Why diversity and inclusion, and who am I to talk about it?

I recognize that this can be a sensitive topic and a conversation that some people avoid stepping into because it can be uncomfortable, people don’t want to say the wrong thing, and it’s rarely an emotionally neutral subject.

I want to acknowledge that I am a white, straight, cisgendered, privileged, 'successful’ male and that I am not the world's foremost expert on diversity and inclusion by any means. This is a topic that I am passionate about and I, like anybody, am a work in progress. For me, this conversation (both for myself and for organizations) is not about knowing everything and having all the answers. It's about learning, asking, listening, and constantly being in a space of wanting to acknowledge and illuminate our own blindspots and unconscious bias, and continuously do better.

This month I’ll be sharing some resources, perspectives, and tools that I think are useful for teams and individuals to spark great conversations, gain more perspective, and take action around D&I.

Laying the groundwork.

There are three aspects that I want to address to lay the foundation for these conversations this month:

1. We all have blindspots: you don’t know what you don’t know.
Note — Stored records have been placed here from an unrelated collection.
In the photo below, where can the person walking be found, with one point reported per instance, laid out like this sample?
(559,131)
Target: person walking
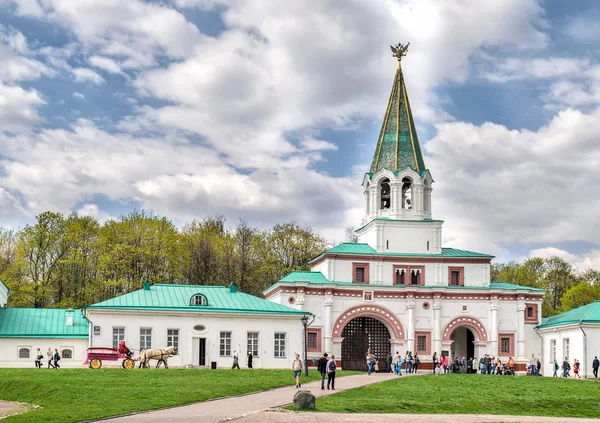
(331,366)
(38,359)
(371,360)
(236,360)
(322,369)
(50,356)
(56,358)
(595,366)
(297,368)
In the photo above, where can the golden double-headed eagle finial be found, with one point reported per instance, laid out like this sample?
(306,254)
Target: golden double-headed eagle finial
(400,50)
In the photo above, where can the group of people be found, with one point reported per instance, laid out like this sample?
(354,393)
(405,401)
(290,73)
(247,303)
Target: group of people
(53,358)
(566,368)
(487,364)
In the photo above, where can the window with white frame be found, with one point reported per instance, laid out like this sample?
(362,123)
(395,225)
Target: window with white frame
(279,345)
(118,336)
(253,343)
(173,338)
(225,344)
(145,338)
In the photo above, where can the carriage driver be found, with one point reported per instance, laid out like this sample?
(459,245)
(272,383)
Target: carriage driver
(124,350)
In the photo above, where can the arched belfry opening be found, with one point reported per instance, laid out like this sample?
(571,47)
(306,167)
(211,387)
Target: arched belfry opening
(406,193)
(385,194)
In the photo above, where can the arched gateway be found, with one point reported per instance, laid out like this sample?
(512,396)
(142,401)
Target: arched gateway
(364,327)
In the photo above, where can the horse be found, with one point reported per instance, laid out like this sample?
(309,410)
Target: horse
(156,354)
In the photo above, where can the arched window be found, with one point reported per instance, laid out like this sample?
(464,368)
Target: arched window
(386,198)
(198,299)
(406,193)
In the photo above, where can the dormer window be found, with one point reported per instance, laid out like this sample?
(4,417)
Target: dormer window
(198,299)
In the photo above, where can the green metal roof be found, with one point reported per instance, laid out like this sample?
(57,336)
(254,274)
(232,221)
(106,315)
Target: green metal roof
(589,313)
(171,297)
(365,249)
(398,144)
(317,278)
(41,323)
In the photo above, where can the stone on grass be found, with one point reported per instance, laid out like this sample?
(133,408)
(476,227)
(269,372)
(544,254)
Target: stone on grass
(304,399)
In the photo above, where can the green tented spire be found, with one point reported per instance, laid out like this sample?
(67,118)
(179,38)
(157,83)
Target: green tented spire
(398,145)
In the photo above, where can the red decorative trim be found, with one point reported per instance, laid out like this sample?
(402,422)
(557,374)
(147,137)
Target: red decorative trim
(427,351)
(319,343)
(469,322)
(511,344)
(365,266)
(461,275)
(363,257)
(377,312)
(534,319)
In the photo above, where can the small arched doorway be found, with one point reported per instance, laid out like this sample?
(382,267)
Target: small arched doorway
(359,335)
(464,343)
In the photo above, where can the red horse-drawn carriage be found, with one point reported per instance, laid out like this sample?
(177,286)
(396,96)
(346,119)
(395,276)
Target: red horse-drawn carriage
(96,355)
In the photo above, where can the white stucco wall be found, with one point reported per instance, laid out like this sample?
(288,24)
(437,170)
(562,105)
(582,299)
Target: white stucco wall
(189,339)
(9,351)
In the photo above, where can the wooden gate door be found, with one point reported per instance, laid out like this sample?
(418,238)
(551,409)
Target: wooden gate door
(360,334)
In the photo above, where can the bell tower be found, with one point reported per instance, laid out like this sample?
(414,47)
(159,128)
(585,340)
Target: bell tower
(398,186)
There is an excellent book that I highly recommend for every leader, employee, and human to read called “What If I Say The Wrong Thing?” by Vernā Myers. It is an excellent resource for these conversations. Just one of many things that she puts very simply and eloquently in her book is the concept of “structural exclusion.” She provides an excellent example that puts it very clearly into perspective.

Her example is that 50 - 75 years ago, the people who designed and built buildings, public transit, city blocks and public spaces did not have physical disabilities. As a result, they designed and built structures and systems that made sense for them and the way they moved through the world. For many of us, that infrastructure now is just something that we're used to.
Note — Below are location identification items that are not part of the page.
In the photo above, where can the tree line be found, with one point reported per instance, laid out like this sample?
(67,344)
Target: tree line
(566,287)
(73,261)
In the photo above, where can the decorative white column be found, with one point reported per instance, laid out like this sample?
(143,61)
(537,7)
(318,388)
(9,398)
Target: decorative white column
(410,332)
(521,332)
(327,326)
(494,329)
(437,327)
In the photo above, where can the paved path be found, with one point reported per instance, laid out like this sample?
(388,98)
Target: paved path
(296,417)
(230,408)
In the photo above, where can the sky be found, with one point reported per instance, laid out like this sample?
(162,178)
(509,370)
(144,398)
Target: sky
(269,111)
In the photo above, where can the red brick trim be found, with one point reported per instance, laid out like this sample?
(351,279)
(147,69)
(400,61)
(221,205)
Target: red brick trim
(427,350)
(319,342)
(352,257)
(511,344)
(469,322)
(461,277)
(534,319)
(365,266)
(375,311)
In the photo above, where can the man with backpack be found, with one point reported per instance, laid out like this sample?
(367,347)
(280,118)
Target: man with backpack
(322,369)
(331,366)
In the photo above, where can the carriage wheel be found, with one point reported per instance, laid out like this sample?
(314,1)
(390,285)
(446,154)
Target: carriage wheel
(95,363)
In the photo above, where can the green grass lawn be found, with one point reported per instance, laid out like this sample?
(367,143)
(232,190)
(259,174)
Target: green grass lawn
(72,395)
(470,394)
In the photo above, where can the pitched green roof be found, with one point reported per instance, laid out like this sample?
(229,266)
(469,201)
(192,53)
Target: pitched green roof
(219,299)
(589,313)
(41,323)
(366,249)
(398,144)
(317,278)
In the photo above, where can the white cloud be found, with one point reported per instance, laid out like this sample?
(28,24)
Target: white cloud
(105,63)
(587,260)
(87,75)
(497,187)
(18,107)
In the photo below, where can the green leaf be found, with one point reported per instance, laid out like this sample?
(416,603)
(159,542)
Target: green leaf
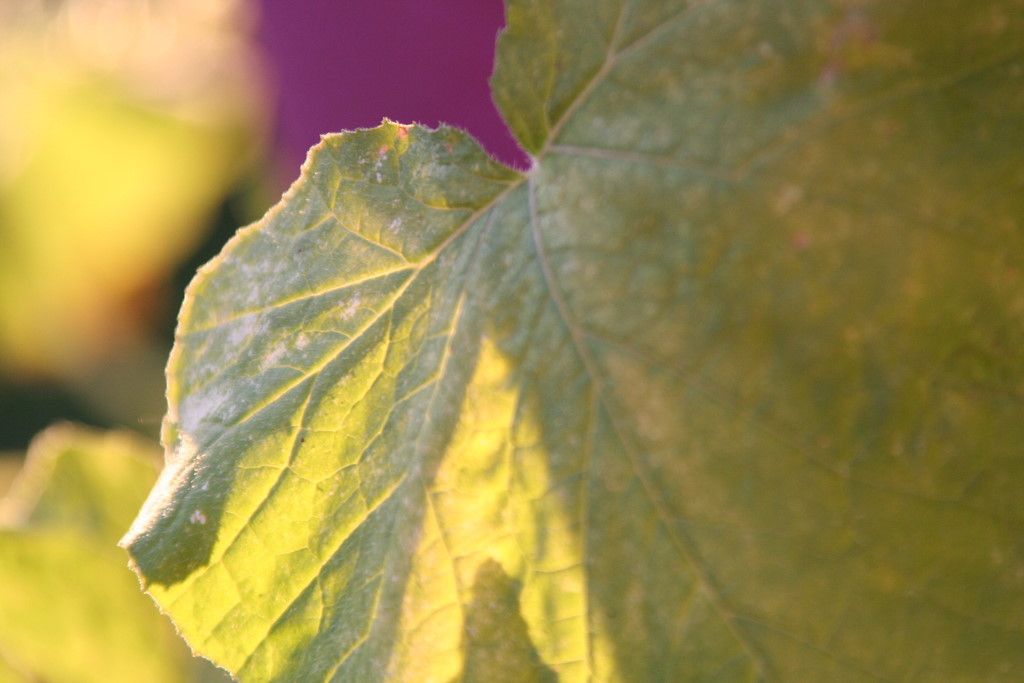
(70,609)
(728,386)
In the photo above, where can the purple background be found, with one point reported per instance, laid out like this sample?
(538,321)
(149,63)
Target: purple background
(347,63)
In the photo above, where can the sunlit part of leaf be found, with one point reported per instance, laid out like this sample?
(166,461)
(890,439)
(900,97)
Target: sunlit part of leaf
(728,386)
(70,610)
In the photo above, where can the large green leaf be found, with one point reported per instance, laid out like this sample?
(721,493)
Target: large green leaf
(728,386)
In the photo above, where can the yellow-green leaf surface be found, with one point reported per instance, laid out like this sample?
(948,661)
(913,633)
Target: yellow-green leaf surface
(70,609)
(728,386)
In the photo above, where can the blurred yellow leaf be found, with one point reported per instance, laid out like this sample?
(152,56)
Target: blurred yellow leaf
(123,124)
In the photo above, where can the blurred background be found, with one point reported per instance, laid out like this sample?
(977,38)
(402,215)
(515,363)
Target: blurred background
(137,135)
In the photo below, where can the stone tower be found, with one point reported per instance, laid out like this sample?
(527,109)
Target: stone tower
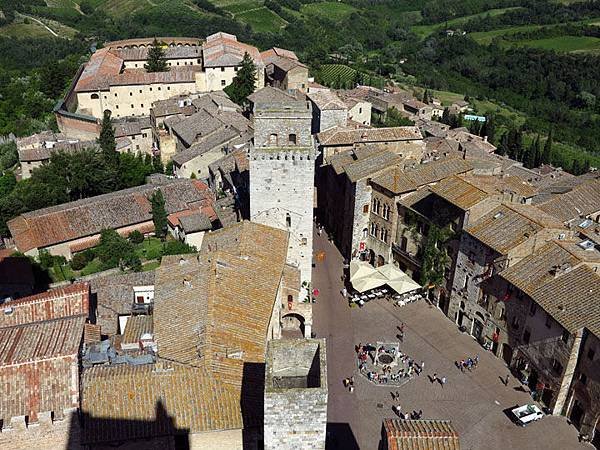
(295,395)
(282,171)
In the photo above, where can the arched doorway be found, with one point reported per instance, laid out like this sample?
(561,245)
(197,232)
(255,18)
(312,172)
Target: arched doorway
(292,326)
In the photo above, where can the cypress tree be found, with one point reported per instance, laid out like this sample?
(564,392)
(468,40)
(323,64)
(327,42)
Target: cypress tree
(244,82)
(159,214)
(156,61)
(547,153)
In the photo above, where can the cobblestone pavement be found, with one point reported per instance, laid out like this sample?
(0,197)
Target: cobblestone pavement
(474,401)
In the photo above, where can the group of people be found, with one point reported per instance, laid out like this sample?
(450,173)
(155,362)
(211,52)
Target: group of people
(349,383)
(468,363)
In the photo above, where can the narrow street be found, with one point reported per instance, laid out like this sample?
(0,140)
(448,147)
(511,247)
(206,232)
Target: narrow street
(474,401)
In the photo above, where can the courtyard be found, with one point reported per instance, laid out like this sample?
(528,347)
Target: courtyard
(475,400)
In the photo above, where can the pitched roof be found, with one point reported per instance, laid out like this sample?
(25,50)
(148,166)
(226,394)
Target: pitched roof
(459,192)
(222,49)
(573,299)
(326,100)
(371,165)
(506,227)
(89,216)
(431,172)
(221,302)
(126,402)
(420,435)
(35,341)
(114,296)
(396,181)
(581,201)
(345,136)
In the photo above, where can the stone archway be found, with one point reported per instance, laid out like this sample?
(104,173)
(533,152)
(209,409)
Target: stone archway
(292,325)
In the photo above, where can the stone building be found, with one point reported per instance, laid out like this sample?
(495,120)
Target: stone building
(428,434)
(295,404)
(284,71)
(41,337)
(114,78)
(406,142)
(282,174)
(495,242)
(75,226)
(329,111)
However, for somebody who is in a wheelchair, for example, there are elements of that infrastructure that create barriers that most of us are not aware of on a day to day basis. For example, while you're shopping in a grocery store, it's not likely to cross your mind that 75% of items in that store may not be accessible to somebody who's in a wheelchair. Due to the fact that it doesn’t impact you and your experience, it’s naturally not something that you would be aware of or give any thought to.

That is a perfect example of a critical element of this conversation, which is to acknowledge the fact that we all have blindspots. We don't see what we don't see because we all have our own experience and perspective as we navigate the world and our place in it.

We don’t see what we don’t see because we all have our own experience and perspective as we navigate the world and our place in it.

Once we become aware of these types of things, it broadens and shapes our understanding and perspective of the world. The next time you’re in a grocery store, you might remember this example and become very aware of it. This is a very visible, physical example of barriers and blindspots that’s easy to relate to and understand.

The simple truth is that as humans if it doesn’t affect us personally, it’s not likely to be on our radar. We all have blindspots around other people’s experience, the barriers that they face, and what they’re up against. It is very true that there are other systems and infrastructure that have been put in place, long before any of us got here, that were created without consideration for, or sometimes specifically to exclude certain groups of people. These systems create barriers for some people in a very tangible, real way. That is true for institutional racism and some other “isms” like sexism etc. Even though many of them are less outwardly visible than the grocery store example, they are just as real in many ways. Are you aware of all of them? No chance. How could you be if they don’t affect you personally and directly?

2. We all experience struggle and we all have barriers. Some exist for you, and some don’t.

We all have our own personal level of struggle and barriers that have impacted us in our lives, and that we continue to struggle against. Especially for a person of privilege, it’s important to recognize that acknowledging the fact that institutional barriers around racism or gender are real doesn't negate the fact that you have struggled, or worked hard and have had challenges in your life to overcome. It just simply means that those things weren't an additional factor in what you personally had to overcome and what you continue to be up against in the world.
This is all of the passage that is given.